Arts & Culture / Mosaic / January 22, 2020

Students and staff discuss Greek life inequalities

The Tau Kappa Epsilon (TKE) house gleams in the sunset. Many fraternity members live at their chapter’s house. Sorority members could be allowed to do so, but have not done so yet because their houses are too small. (Rob Nguyen/TKS)

Though both fraternities and sororities are grouped under the umbrella term “Greek Life”, the two are different in recruiting structures, freedom of social events and housing policies.

These differences create an unequal system that Knox can only do so much to level out.

While there are certainly inequalities between Knox fraternities and sororities, this is not the most apparent in terms of housing, as Knox sororities could legally live in their houses but choose not to.

A common misconception online is that sorority members cannot live in their chapter’s house because of a law that if over a certain number of women live together it is considered a brothel.

“There is no law that I am aware of that would prevent our sorority students (at Knox) from living together,” Eleanor Kahn, Director of Campus Life and former director of Greek life.



For one, sorority houses on campus are too small and logistically would not be able to house more than a few members of a chapter. Secondly, it would require a lot of rules and regulations that sorority members do not want the hassle or confusion of dealing with, many of which fraternities do not have to deal with. These rules include things like no men allowed on the second floor at any time and having very specific visiting hours.

“There’s just a lot of things that hinder us from wanting to live in our house,” said Megan Kanvik, senior, President of Knox’s Pi Beta Phi chapter.

The reason why sorority houses have more restrictions in regards to guests is because of the overarching national organizations’ policies. Both fraternities and sororities have to follow rules from their national organizations, the North-American Interfraternity Council (which governs most of Knox’s fraternities) or the National Panhellenic Conference (which governs all most Knox’s sororities) as well as Knox’s own Interfraternity Council (IFC) and Panhellenic Council, Kahn explained.

“I think one of the biggest challenges with fraternity (and) sorority life is that it is not just the school that is governing. The school is actually pretty far removed from some of the policies around the organizations,” Kahn said.


Social Events

These differing rules and regulations that Greek organizations on campus have to follow is the main cause for the notable differences between fraternities and sororities. For example, the Interfraternity Council and Knox’s fraternities’ national chapters allow for social events. Sororities, on the other hand, are not allowed to have social events at their houses unless it is philanthropic.

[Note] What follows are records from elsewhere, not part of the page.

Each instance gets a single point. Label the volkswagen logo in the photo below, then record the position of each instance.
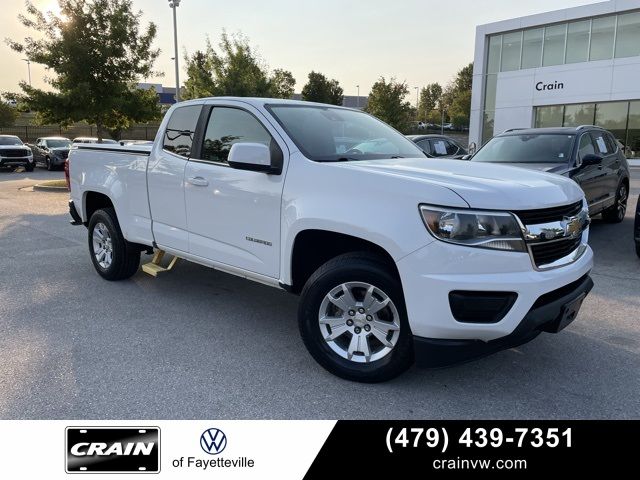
(213, 441)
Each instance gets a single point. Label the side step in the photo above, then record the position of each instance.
(154, 267)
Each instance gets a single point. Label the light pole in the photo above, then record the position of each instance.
(28, 68)
(175, 4)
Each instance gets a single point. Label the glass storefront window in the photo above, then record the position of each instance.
(554, 41)
(578, 42)
(511, 51)
(628, 35)
(602, 34)
(532, 48)
(576, 115)
(487, 126)
(493, 59)
(613, 117)
(632, 145)
(490, 92)
(549, 116)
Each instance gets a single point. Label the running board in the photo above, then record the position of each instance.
(154, 267)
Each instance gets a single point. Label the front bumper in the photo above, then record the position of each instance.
(15, 161)
(431, 273)
(546, 315)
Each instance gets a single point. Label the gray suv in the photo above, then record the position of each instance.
(589, 155)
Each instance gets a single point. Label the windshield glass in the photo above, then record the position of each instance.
(327, 134)
(543, 148)
(10, 141)
(58, 143)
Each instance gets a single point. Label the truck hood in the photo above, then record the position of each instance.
(481, 185)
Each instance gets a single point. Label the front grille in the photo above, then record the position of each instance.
(15, 153)
(549, 252)
(546, 215)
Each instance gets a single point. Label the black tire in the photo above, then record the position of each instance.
(616, 213)
(125, 256)
(354, 267)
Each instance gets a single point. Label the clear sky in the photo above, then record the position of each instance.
(354, 41)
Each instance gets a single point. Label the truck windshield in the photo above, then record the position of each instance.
(58, 143)
(327, 134)
(541, 148)
(10, 141)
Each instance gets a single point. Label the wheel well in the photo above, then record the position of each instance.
(95, 201)
(313, 248)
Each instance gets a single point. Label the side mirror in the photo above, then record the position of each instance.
(255, 157)
(591, 159)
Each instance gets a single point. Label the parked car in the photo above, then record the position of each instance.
(438, 146)
(93, 140)
(14, 153)
(51, 152)
(636, 228)
(589, 155)
(394, 258)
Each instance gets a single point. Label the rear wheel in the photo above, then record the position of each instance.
(353, 320)
(113, 257)
(616, 213)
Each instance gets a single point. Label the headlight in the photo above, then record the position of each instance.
(472, 228)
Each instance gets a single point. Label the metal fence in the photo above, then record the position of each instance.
(30, 133)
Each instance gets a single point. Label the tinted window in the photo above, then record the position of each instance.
(228, 126)
(547, 148)
(443, 148)
(178, 137)
(586, 146)
(601, 143)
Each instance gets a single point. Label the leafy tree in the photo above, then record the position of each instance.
(235, 70)
(387, 101)
(8, 115)
(282, 84)
(98, 51)
(320, 89)
(429, 100)
(456, 98)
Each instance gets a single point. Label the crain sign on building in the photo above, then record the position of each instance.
(112, 450)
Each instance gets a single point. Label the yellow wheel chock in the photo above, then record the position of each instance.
(154, 267)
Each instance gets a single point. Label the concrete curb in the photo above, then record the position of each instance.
(49, 188)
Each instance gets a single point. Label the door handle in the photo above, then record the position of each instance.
(198, 181)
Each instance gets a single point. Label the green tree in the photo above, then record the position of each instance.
(429, 100)
(387, 101)
(282, 84)
(320, 89)
(97, 51)
(8, 115)
(234, 70)
(456, 99)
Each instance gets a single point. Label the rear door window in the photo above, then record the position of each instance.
(178, 137)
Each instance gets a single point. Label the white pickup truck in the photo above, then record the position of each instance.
(395, 256)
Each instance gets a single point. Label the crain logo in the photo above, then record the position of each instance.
(213, 441)
(113, 449)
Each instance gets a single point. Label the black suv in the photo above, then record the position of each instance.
(589, 155)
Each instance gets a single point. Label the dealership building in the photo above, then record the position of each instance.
(578, 66)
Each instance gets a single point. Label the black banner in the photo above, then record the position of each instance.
(477, 448)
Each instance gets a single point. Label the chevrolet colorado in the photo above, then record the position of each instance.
(395, 258)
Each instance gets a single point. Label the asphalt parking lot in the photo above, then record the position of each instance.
(202, 344)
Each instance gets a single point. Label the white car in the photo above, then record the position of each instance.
(394, 258)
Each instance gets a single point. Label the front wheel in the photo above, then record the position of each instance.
(616, 213)
(113, 257)
(353, 319)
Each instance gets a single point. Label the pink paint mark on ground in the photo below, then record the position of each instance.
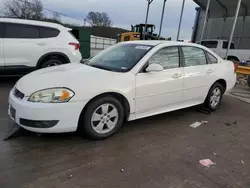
(206, 162)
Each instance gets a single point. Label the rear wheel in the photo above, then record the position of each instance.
(214, 96)
(102, 118)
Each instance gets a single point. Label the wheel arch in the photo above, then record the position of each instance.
(220, 81)
(116, 95)
(51, 55)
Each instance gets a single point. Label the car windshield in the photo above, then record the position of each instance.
(119, 58)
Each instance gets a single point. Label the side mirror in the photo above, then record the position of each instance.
(154, 68)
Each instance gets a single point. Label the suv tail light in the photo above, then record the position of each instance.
(75, 44)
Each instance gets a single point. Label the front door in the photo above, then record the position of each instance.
(197, 75)
(157, 91)
(1, 45)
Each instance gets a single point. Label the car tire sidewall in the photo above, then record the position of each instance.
(208, 104)
(89, 112)
(51, 61)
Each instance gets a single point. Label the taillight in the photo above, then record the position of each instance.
(76, 45)
(235, 67)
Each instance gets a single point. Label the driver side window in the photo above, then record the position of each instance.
(167, 57)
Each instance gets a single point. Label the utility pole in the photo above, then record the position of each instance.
(25, 9)
(85, 20)
(145, 30)
(162, 15)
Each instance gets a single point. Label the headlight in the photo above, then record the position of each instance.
(53, 95)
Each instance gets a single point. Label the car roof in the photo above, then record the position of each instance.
(157, 42)
(32, 22)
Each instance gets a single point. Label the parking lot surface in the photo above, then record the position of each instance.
(160, 151)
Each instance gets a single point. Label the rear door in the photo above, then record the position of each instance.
(22, 45)
(1, 45)
(198, 75)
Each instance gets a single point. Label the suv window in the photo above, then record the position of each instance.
(209, 44)
(225, 45)
(167, 57)
(1, 30)
(21, 31)
(194, 56)
(46, 32)
(211, 59)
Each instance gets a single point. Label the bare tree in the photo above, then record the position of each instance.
(99, 19)
(32, 9)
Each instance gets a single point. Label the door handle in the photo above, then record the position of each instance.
(41, 44)
(210, 71)
(176, 75)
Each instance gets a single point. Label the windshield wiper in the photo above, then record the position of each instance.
(101, 67)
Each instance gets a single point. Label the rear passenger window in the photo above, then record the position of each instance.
(211, 59)
(194, 56)
(46, 32)
(126, 38)
(167, 57)
(21, 31)
(1, 30)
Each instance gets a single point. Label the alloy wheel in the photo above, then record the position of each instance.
(104, 119)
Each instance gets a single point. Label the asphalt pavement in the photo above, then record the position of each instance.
(160, 151)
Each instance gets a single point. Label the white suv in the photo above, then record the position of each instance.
(27, 45)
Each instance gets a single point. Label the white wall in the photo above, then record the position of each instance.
(219, 28)
(97, 44)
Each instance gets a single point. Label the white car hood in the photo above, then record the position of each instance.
(76, 76)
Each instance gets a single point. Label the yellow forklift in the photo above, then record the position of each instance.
(138, 33)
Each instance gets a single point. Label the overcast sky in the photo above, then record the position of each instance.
(126, 12)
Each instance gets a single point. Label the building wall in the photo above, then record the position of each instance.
(220, 28)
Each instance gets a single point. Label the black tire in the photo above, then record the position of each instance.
(86, 126)
(51, 62)
(208, 101)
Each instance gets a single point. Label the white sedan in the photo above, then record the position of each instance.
(125, 82)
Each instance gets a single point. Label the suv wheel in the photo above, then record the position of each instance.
(102, 118)
(214, 96)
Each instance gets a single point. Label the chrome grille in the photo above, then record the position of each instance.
(18, 94)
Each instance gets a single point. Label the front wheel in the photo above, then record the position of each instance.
(102, 118)
(214, 96)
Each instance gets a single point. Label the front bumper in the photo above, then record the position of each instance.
(45, 117)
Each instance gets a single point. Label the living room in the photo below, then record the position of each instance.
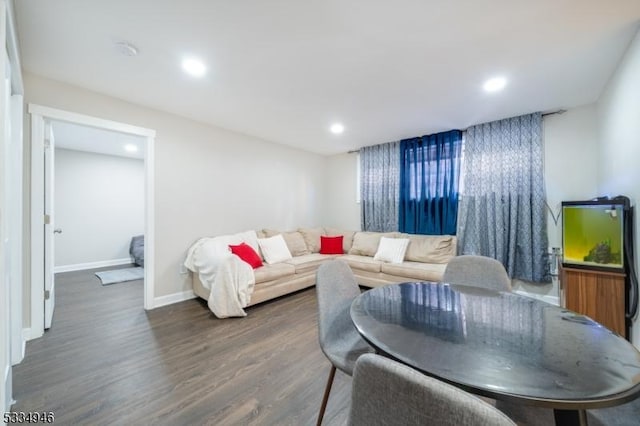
(213, 181)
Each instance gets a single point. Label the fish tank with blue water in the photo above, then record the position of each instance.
(593, 234)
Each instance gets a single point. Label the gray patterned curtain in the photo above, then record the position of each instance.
(380, 187)
(502, 210)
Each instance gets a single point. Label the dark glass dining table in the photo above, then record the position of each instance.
(501, 345)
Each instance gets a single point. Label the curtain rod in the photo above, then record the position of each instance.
(544, 114)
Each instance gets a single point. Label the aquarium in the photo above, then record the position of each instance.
(593, 234)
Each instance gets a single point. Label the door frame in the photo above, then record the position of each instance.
(39, 114)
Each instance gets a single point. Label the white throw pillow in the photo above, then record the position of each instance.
(274, 249)
(391, 249)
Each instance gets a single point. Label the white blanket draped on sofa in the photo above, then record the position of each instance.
(229, 279)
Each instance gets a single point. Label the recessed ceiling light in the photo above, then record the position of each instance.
(127, 49)
(194, 67)
(495, 84)
(336, 128)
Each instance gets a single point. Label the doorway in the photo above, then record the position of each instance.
(42, 215)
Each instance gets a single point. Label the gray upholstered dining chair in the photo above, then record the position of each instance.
(477, 271)
(341, 343)
(385, 392)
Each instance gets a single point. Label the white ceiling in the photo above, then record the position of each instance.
(85, 138)
(284, 70)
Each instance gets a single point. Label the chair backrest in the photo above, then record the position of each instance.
(385, 392)
(336, 287)
(477, 271)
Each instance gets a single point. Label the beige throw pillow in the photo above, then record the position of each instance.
(366, 243)
(431, 248)
(274, 249)
(312, 238)
(391, 250)
(347, 240)
(295, 243)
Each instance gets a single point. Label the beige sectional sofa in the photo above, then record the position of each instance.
(425, 259)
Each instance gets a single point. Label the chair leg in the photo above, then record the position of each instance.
(325, 398)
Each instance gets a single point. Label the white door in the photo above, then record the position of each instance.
(49, 229)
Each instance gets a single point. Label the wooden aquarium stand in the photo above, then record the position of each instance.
(597, 294)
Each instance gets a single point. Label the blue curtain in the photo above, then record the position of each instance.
(429, 178)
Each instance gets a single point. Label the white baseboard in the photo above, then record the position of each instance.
(554, 300)
(26, 336)
(170, 299)
(92, 265)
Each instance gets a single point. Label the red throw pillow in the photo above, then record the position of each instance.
(248, 254)
(331, 245)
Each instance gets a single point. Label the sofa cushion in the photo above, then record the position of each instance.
(294, 240)
(391, 249)
(431, 248)
(416, 270)
(308, 262)
(312, 238)
(331, 245)
(274, 249)
(273, 272)
(365, 263)
(366, 243)
(347, 239)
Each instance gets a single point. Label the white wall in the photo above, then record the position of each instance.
(5, 259)
(571, 162)
(619, 139)
(208, 181)
(341, 209)
(99, 205)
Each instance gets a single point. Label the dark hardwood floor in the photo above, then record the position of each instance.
(108, 361)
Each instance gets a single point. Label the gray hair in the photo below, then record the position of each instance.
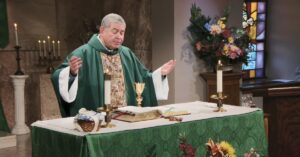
(112, 18)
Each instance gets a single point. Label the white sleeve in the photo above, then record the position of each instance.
(63, 82)
(161, 85)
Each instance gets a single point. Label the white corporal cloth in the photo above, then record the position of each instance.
(199, 110)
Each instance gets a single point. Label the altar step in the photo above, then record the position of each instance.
(7, 140)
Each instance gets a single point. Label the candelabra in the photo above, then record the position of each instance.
(48, 61)
(18, 58)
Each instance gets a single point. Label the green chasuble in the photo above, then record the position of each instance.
(90, 92)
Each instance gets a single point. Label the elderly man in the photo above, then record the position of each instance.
(79, 81)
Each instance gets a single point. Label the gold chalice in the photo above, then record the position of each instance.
(108, 109)
(139, 88)
(219, 97)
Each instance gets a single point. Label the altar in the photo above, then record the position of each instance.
(242, 127)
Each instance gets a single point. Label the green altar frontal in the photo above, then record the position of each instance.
(242, 131)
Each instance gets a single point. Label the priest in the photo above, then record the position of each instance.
(79, 81)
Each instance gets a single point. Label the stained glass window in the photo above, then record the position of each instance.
(254, 14)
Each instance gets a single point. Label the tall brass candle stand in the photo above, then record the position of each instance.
(219, 96)
(50, 67)
(18, 58)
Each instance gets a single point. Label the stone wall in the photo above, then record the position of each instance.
(72, 24)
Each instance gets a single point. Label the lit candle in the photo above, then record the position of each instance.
(107, 89)
(16, 34)
(40, 48)
(219, 77)
(44, 44)
(58, 48)
(53, 44)
(49, 45)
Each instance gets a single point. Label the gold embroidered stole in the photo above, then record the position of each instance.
(113, 65)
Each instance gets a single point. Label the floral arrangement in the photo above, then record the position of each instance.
(222, 149)
(213, 40)
(251, 153)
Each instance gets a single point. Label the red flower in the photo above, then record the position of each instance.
(226, 33)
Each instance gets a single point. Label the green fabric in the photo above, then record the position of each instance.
(91, 80)
(3, 122)
(242, 131)
(3, 25)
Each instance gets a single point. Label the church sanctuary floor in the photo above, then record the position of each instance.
(23, 148)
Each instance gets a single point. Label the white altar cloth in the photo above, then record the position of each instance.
(199, 110)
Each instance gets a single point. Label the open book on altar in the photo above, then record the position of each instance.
(135, 114)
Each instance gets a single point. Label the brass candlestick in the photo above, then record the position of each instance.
(108, 109)
(219, 97)
(18, 58)
(139, 88)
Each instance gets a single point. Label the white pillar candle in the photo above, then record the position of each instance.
(44, 44)
(53, 44)
(40, 48)
(107, 89)
(219, 78)
(49, 45)
(58, 48)
(16, 34)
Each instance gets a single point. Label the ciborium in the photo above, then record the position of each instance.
(139, 88)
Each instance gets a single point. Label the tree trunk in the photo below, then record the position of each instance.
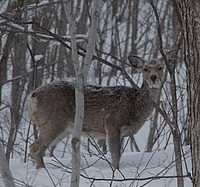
(5, 170)
(190, 11)
(81, 77)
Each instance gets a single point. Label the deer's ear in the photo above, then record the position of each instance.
(135, 61)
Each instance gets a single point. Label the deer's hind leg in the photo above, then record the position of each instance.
(47, 138)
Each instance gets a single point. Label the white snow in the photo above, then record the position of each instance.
(136, 169)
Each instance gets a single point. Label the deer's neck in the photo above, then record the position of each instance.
(153, 93)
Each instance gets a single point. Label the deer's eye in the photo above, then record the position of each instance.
(145, 69)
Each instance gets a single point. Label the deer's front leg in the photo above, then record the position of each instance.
(113, 138)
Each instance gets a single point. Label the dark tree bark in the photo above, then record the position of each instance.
(190, 14)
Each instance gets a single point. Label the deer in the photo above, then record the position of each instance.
(111, 112)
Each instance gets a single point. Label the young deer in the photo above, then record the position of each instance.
(111, 112)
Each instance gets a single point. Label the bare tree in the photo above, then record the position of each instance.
(5, 170)
(190, 14)
(81, 77)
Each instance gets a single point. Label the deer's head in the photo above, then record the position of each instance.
(153, 71)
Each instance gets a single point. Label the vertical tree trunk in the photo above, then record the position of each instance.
(190, 10)
(81, 72)
(5, 170)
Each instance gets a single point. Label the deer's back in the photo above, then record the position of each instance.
(120, 107)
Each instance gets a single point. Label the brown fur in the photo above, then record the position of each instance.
(110, 112)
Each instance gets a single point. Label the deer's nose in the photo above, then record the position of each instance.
(153, 78)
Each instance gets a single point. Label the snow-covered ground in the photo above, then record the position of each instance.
(136, 169)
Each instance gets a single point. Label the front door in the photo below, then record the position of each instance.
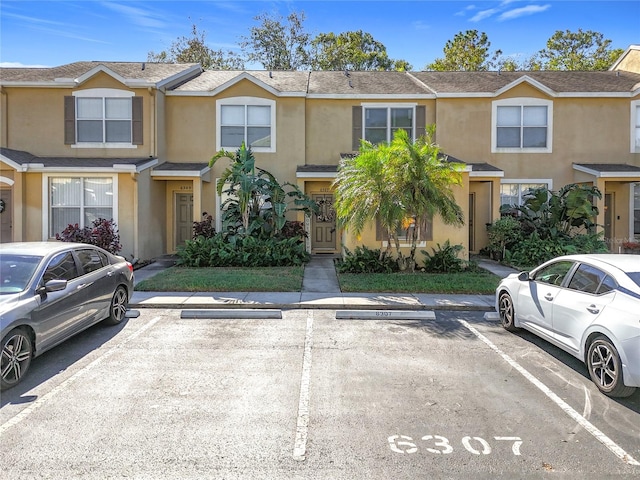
(184, 218)
(5, 216)
(323, 224)
(609, 234)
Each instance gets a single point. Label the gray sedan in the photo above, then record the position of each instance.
(50, 291)
(589, 306)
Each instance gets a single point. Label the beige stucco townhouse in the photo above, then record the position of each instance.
(132, 142)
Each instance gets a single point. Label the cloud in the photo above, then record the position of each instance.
(523, 11)
(137, 16)
(484, 14)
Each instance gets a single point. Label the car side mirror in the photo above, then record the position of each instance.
(524, 277)
(52, 286)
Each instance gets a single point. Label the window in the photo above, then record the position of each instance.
(380, 123)
(635, 126)
(91, 260)
(61, 267)
(78, 200)
(513, 193)
(246, 119)
(522, 125)
(404, 233)
(553, 274)
(103, 120)
(103, 117)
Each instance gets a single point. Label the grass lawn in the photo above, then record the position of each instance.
(289, 279)
(225, 279)
(420, 282)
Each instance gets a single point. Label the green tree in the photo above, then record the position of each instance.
(278, 43)
(467, 52)
(399, 184)
(581, 50)
(353, 50)
(194, 49)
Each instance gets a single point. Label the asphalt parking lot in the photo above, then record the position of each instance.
(314, 397)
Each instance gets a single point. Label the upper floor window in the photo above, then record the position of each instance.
(380, 123)
(635, 126)
(522, 125)
(103, 117)
(512, 192)
(78, 200)
(246, 119)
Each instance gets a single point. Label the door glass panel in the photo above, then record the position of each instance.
(553, 274)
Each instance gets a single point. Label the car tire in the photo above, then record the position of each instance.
(507, 312)
(17, 351)
(605, 368)
(118, 307)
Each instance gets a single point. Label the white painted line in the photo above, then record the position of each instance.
(64, 385)
(583, 422)
(385, 315)
(302, 428)
(235, 313)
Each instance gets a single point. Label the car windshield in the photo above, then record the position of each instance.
(16, 271)
(635, 276)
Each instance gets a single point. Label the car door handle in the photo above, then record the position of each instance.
(593, 309)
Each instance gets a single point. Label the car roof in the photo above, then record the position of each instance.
(624, 262)
(38, 248)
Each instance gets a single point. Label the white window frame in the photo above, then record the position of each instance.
(389, 106)
(246, 101)
(521, 102)
(548, 182)
(101, 93)
(46, 196)
(635, 126)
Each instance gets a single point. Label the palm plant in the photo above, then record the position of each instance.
(400, 184)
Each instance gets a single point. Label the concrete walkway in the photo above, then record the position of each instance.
(320, 290)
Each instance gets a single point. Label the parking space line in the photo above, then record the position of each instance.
(583, 422)
(302, 428)
(65, 384)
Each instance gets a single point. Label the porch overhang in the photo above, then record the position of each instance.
(26, 162)
(181, 171)
(316, 171)
(609, 171)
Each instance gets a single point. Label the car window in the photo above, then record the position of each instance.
(587, 279)
(61, 267)
(90, 260)
(607, 285)
(16, 271)
(554, 273)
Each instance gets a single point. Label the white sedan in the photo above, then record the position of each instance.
(589, 306)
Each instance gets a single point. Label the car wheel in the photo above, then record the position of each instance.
(605, 368)
(118, 308)
(507, 312)
(17, 351)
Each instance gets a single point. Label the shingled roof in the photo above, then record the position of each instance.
(150, 72)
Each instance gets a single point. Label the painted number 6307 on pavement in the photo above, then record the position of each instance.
(440, 445)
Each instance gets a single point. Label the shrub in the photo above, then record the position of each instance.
(244, 251)
(205, 228)
(444, 259)
(102, 233)
(366, 260)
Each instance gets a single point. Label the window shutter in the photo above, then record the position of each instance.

“That’s not really our rule, it’s their national chapter and I believe it’s a Panhellenic rule,” said Amanda Dermer, Coordinator for Residential, Fraternity and Sorority Life.

A lot of these rules come from national organizations’ concerns with risk management. Members are often insured by their sorority, but non-members are not and thus a liability.

“If something were to happen to somebody outside of our organization and we were hosting an event it would be a liability issue,” Kanvik said. “So they just decide, just don’t have parties. It’s definitely not very fun to not be able to have a whole campus event unless it’s a philanthropy event.”


Recruitment Structure

There are also inequalities when it comes to recruiting and chapter sizes. Fraternities can extend as many invitations to join as they want and have as many members as they see fit. One fraternity can have 100 members, another can have 10. Sororities, though, have limits to how many members they have and how many bids to extend, which is calculated by Panhellinic, who tries to make sure all the sororities are around the same size.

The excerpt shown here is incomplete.